FIG. 1 is an explanatory view showing a hot water supply process of the present invention. a) is the first half of the hot water supply process, in which hot water is supplied at a speed faster than the total average hot water supply speed. The flow of molten metal due to hot water supply is intense, and the molten metal is biased toward the cavity side. In b), the latter half of the hot water supply process, hot water is supplied at a speed slower than the total average hot water supply speed.
The flow of the molten metal due to the hot water supply is gentle, and the bias of the molten metal toward the cavity is eliminated. c) shows the injection state of the molten metal. Since the molten metal is not disturbed, step waves are not generated and the injected molten metal does not entrain air.

FIG. 2 is a schematic diagram showing an outline of a die casting device.

FIG. 3 is a diagram showing an example of a hot water supply pattern of the present invention.

FIG. 4 is a diagram showing the relationship between the latter half average hot water supply rate and the defect area of a test piece of the present invention.

FIG. 5 is an explanatory view showing a conventional hot water supply process.

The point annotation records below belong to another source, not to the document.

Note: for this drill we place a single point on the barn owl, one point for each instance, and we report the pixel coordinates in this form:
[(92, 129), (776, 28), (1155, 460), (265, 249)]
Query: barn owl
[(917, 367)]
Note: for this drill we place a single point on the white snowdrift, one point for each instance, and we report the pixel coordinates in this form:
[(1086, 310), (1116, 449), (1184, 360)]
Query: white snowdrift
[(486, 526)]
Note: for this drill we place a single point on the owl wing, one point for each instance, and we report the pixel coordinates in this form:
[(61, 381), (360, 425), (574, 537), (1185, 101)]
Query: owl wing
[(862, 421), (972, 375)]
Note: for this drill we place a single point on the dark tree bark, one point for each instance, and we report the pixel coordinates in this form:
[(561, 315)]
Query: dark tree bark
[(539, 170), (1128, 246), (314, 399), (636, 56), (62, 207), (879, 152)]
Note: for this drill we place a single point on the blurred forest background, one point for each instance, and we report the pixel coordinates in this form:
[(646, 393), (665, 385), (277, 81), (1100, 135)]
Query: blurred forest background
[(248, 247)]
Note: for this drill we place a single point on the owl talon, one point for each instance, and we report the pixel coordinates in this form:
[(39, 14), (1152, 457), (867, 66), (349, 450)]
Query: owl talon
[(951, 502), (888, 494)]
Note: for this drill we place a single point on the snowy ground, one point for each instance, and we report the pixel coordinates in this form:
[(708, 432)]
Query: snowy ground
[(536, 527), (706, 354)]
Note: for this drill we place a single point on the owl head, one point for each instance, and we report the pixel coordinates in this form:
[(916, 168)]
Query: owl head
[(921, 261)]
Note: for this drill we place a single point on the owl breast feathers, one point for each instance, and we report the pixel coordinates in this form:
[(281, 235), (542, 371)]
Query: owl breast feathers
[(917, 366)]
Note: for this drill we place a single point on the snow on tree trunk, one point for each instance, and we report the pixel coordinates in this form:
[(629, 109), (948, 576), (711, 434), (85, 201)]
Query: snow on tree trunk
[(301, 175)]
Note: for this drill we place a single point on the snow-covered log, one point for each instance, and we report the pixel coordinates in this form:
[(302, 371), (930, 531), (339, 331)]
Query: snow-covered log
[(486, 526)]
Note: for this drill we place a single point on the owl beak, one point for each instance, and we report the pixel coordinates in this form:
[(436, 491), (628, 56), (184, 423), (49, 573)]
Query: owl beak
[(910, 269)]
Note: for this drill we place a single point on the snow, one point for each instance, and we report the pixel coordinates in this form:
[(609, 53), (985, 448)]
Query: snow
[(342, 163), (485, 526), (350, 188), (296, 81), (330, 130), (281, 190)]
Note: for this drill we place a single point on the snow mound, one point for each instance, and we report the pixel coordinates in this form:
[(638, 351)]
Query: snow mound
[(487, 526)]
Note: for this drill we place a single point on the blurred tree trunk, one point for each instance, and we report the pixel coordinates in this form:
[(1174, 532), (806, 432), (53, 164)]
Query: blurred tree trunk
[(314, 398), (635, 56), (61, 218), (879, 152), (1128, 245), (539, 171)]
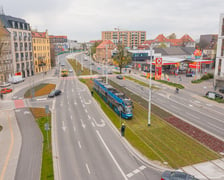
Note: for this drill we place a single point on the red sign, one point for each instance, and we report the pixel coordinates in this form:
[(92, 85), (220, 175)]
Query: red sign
[(159, 61)]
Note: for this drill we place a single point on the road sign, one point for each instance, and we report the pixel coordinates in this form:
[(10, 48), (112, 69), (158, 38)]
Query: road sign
[(159, 61), (46, 109), (46, 127)]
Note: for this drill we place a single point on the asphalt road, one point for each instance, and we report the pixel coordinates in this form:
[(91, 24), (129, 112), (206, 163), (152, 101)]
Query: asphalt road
[(87, 145), (29, 164), (207, 116)]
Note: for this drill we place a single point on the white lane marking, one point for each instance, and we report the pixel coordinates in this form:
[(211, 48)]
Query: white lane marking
[(80, 145), (99, 125), (136, 171), (174, 107), (189, 114), (88, 102), (41, 99), (63, 126), (111, 155), (93, 124), (87, 167), (83, 125), (26, 112), (142, 167), (217, 127), (130, 175)]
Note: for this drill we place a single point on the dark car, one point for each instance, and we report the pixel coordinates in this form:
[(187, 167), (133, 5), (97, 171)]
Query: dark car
[(54, 93), (119, 77), (221, 90), (216, 95), (174, 175)]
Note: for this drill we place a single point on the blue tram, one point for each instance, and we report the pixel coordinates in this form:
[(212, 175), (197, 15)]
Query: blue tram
[(120, 103)]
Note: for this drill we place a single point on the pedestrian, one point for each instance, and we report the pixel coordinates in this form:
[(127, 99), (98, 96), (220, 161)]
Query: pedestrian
[(180, 78), (123, 129)]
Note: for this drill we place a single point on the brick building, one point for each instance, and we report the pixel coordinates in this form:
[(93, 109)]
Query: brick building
[(41, 51), (129, 39), (21, 44)]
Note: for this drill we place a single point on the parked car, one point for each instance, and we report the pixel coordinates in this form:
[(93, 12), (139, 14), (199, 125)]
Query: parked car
[(5, 84), (189, 75), (221, 90), (54, 93), (216, 95), (119, 77), (5, 90), (174, 175), (70, 70)]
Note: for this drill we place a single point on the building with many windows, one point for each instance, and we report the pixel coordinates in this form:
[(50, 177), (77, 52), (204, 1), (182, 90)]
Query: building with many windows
[(219, 64), (41, 51), (6, 68), (21, 44), (60, 43), (129, 39)]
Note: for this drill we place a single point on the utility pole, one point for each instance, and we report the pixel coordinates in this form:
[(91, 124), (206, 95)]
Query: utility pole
[(106, 67), (90, 62), (150, 88)]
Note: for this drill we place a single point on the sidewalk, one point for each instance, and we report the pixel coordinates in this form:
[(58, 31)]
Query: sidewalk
[(10, 142), (210, 170)]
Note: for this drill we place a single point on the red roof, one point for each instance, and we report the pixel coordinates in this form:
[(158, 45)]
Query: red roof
[(173, 42), (65, 37), (160, 38), (39, 34), (110, 44)]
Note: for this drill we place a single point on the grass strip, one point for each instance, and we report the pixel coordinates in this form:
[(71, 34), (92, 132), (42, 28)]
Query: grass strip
[(161, 141), (47, 172), (78, 68), (139, 82)]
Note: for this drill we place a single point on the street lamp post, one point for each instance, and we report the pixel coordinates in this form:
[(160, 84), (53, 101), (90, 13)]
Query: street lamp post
[(150, 88)]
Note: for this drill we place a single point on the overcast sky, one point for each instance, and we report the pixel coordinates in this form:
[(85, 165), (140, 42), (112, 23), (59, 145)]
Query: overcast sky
[(83, 20)]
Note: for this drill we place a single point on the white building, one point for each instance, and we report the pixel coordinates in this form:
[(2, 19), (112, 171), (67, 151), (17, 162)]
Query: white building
[(21, 44), (219, 65)]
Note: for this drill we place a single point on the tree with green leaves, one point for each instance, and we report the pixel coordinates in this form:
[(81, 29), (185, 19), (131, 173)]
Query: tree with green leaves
[(122, 57)]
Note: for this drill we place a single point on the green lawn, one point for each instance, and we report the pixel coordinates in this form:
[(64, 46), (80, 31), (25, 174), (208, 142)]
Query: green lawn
[(161, 141), (78, 68), (47, 171)]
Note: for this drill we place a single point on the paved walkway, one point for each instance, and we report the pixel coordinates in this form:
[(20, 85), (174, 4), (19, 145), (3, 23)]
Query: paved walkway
[(10, 143)]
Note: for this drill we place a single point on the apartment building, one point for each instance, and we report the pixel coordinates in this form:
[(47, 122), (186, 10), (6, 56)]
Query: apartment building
[(6, 67), (104, 52), (162, 41), (21, 44), (41, 52), (219, 64), (129, 39)]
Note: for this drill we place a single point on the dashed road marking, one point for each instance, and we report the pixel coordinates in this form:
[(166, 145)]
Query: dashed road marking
[(136, 171), (87, 167)]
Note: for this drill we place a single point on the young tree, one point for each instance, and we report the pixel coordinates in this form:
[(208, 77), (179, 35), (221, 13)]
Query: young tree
[(122, 57)]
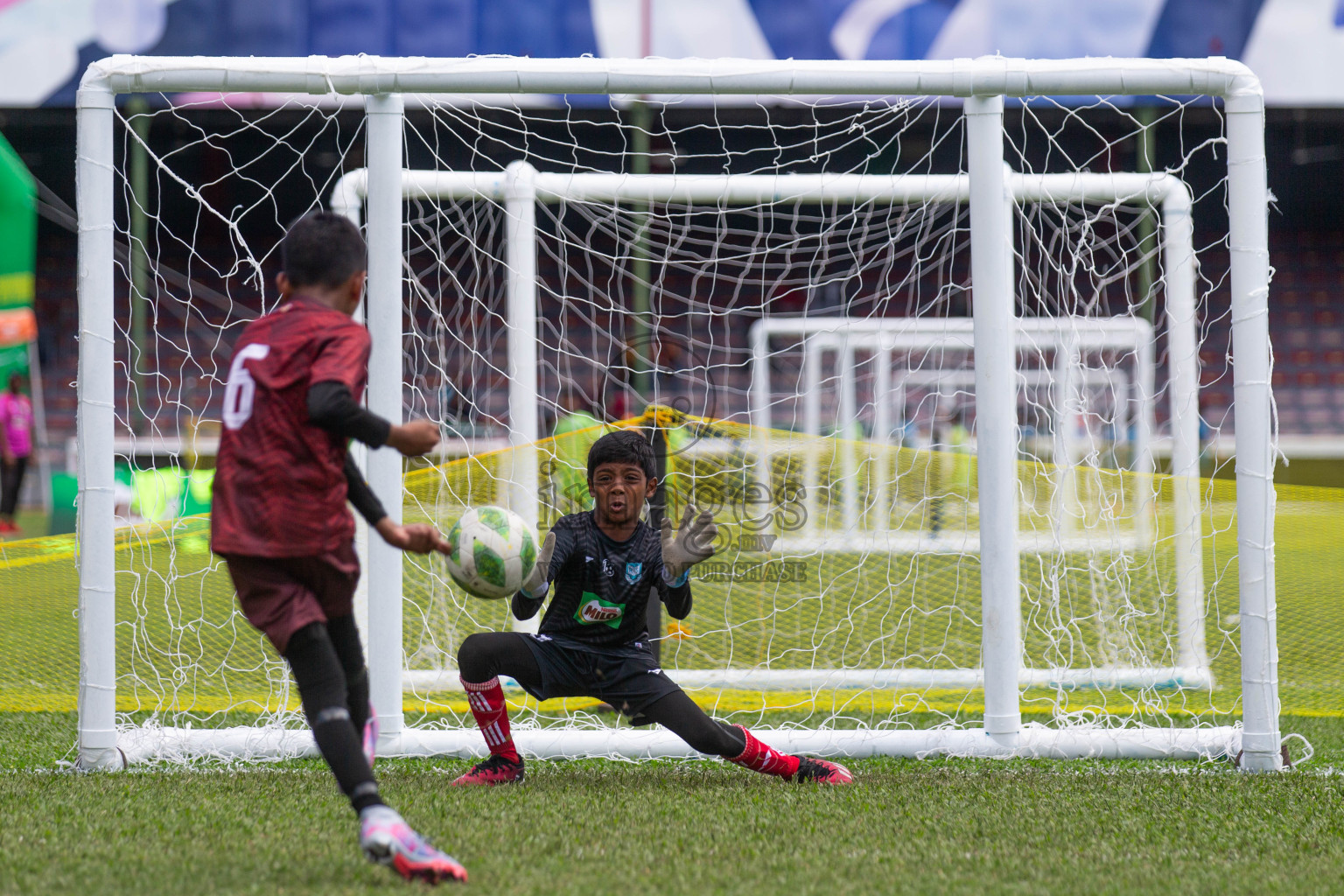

The hot water supply rate is constant. In a), hot water is being supplied, and the molten metal is biased toward the cavity side. b) shows the state immediately after the start of the molten metal injection, and a step wave is recognized. c) shows how the molten metal is filled into the cavity. The molten metal in the injection sleeve traps air and is injected into the cavity.

[Explanation of symbols]

1: Test piece 2: Hot water inlet 3: Molten metal 4: Sleeve
5: Ladle 6: Chip 8: Fixed mold 9: Movable mold 10: Cavity 1
1: Step wave 12: Trapped air

Claims (3)

[Claims] 1. A hot water supply step of supplying molten metal into a sleeve,
A die-casting method comprising: an injection step of extruding the molten metal in the sleeve by a plunger tip slidably fitted in the sleeve and injecting the molten metal into the cavity of a mold. In the first half of the hot water supply process,
A die-casting method characterized in that it is delayed in the latter half of the hot water supply step. 2. In the first half of the hot water supply step, the total hot water supply amount is 40 to
The value of the first half average hot water supply rate of the molten metal of 70% is 110 to 200% with respect to the total average hot water supply speed, and in the latter half of the hot water supply step, 60 to 30% of the total hot water supply amount is the latter half of the total average hot water supply speed. The average hot water supply speed value is 9
The die-casting method according to claim 1, which is 0 to 50%. 3. The die casting method according to claim 2, wherein the hot water supply speed is controlled by a tilting speed of a ladle.